Silicon Valley still a VC superpower

Despite the downturn in the tech industry, the dot-com capital is the best place to raise venture cash for companies.

Dawn Kawamoto Former Staff writer, CNET News
Dawn Kawamoto covered enterprise security and financial news relating to technology for CNET News.
Dawn Kawamoto
2 min read
Silicon Valley is still the best place to raise venture capital, but New York has finally beaten out Boston for the No. 2 spot.

Fueled by strong interest in Internet financial services companies, New York outperformed Boston for the first time, according to VentureWire's Top 20 Metro Areas 2001 study released Monday.

Over the past several years, New York has been steadily gaining ground against Boston, in part because of the rapid growth of the Internet services sector, said Ken Andersen, managing editor for VentureWire Group.

New York, during a 12-month period that ended Feb. 28, raised $8.8 billion among 627 deals. Boston, by contrast, raised nearly $7.6 billion from 559 deals that were primarily in the networking sector.

"Boston did not get much of a bump from the dot-com explosion (in early 2000)," Andersen said. "But over the next several months, I think Boston will come back to No. 2. It has a lot of optical-networking companies that are in favor."

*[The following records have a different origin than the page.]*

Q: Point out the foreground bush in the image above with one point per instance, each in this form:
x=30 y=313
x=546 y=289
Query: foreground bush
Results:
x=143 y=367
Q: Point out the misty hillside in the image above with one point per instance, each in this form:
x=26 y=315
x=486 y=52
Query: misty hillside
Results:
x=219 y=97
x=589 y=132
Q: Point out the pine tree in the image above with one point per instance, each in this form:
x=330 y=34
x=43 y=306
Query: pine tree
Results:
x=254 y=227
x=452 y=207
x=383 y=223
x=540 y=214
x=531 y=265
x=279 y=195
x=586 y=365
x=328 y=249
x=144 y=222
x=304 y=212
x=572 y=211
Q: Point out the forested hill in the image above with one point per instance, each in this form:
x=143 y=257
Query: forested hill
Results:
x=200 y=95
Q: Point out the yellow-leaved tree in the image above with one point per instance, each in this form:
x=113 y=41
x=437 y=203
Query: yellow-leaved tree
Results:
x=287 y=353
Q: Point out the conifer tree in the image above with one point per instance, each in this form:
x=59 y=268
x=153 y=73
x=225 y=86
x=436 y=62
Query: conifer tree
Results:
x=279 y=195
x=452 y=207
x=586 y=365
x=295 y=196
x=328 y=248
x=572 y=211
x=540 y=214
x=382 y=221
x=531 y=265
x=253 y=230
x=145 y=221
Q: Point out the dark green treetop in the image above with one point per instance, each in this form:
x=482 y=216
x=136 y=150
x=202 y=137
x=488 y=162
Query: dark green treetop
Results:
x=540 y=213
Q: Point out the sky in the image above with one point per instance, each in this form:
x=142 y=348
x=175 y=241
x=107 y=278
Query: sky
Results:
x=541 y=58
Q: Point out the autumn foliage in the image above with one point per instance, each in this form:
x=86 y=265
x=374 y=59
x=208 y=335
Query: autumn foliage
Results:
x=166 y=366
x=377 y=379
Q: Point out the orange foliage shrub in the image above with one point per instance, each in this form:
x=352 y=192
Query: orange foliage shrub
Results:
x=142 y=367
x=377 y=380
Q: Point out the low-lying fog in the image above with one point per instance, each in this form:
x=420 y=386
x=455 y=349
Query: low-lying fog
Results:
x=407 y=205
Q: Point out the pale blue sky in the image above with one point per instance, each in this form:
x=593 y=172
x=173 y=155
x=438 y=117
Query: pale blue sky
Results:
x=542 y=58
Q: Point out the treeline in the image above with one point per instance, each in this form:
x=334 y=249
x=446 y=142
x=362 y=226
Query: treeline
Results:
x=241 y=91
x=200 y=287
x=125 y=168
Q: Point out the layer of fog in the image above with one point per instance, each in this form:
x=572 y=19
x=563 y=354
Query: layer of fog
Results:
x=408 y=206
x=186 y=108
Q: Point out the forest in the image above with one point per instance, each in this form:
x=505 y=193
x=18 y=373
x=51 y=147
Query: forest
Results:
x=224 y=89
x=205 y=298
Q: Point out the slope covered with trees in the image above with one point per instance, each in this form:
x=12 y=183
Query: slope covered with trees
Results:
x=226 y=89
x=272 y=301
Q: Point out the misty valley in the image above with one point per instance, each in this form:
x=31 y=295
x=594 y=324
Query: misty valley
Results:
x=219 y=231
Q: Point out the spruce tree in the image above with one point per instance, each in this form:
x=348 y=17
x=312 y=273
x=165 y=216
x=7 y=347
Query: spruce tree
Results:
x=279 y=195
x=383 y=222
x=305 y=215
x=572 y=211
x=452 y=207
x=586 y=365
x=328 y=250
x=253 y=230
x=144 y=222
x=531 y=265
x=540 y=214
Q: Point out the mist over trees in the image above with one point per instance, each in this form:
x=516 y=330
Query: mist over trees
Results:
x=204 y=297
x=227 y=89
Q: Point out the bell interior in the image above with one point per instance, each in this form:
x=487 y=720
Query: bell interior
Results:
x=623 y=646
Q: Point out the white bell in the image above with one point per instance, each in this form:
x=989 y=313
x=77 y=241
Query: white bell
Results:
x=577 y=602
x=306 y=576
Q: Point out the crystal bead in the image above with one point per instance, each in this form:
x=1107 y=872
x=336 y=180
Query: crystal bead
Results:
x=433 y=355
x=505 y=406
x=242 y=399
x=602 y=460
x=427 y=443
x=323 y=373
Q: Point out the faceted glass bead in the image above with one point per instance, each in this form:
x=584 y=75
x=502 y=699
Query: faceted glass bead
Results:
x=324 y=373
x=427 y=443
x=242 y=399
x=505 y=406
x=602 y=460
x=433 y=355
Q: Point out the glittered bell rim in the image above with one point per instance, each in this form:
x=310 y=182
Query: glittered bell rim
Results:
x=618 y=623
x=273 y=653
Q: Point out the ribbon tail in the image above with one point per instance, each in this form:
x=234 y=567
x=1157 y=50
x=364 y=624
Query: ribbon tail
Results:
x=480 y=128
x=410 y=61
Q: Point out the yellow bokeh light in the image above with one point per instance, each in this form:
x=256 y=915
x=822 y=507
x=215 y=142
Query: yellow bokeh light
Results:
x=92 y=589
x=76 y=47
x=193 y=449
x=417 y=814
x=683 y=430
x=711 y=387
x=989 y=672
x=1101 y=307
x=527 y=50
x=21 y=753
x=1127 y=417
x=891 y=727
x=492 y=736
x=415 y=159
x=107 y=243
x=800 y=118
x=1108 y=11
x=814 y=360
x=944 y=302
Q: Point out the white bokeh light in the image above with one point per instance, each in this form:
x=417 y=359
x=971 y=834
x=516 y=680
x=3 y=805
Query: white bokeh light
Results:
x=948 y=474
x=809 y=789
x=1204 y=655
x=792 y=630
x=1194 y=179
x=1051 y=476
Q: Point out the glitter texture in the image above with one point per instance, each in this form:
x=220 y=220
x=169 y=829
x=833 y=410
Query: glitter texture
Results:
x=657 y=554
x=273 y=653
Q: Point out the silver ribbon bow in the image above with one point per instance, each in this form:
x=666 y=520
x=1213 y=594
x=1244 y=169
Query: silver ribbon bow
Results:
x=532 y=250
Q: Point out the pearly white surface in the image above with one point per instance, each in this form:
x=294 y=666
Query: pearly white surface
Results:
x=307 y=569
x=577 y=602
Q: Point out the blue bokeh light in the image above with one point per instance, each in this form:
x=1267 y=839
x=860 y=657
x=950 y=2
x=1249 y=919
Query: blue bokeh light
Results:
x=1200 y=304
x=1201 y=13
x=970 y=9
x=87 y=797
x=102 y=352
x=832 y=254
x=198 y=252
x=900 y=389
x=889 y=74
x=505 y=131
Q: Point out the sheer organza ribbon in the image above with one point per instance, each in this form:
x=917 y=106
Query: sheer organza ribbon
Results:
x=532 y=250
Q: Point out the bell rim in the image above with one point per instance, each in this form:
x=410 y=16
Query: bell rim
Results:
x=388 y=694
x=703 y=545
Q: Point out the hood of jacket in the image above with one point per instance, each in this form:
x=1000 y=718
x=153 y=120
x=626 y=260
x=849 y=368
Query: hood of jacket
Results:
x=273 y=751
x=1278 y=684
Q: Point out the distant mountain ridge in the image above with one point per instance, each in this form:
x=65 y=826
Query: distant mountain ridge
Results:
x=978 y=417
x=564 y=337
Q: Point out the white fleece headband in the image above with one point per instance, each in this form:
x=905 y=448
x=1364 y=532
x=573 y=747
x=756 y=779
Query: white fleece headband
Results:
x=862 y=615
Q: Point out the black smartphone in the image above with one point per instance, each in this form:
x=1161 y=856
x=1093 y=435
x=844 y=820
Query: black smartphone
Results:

He added that the declining interest in Internet-related investments is also likely to play a role in New York's brief limelight. New York is home to such Internet-related services companies as online advertisers, content companies and e-tailers. But Andersen noted Internet financial services companies are expected to remain strong in the near term.

Silicon Valley, which has seen its share of Internet investments, remained the top region for venture capital. During the same period, Silicon Valley invested $18.6 billion in 988 companies.

Atlanta and Dallas, which have benefited from the growth in the telecommunications industry, jumped to the top 10 category this year.

Atlanta climbed to ninth place from No. 12, raising nearly $2 billion with 167 investments. And Dallas made an even greater leap, moving to eighth place from No. 13 with $3 billion invested in 212 companies.

"They benefited as the money that was going into the telecom sector pulled out from e-tailing and business-to-business," Andersen said.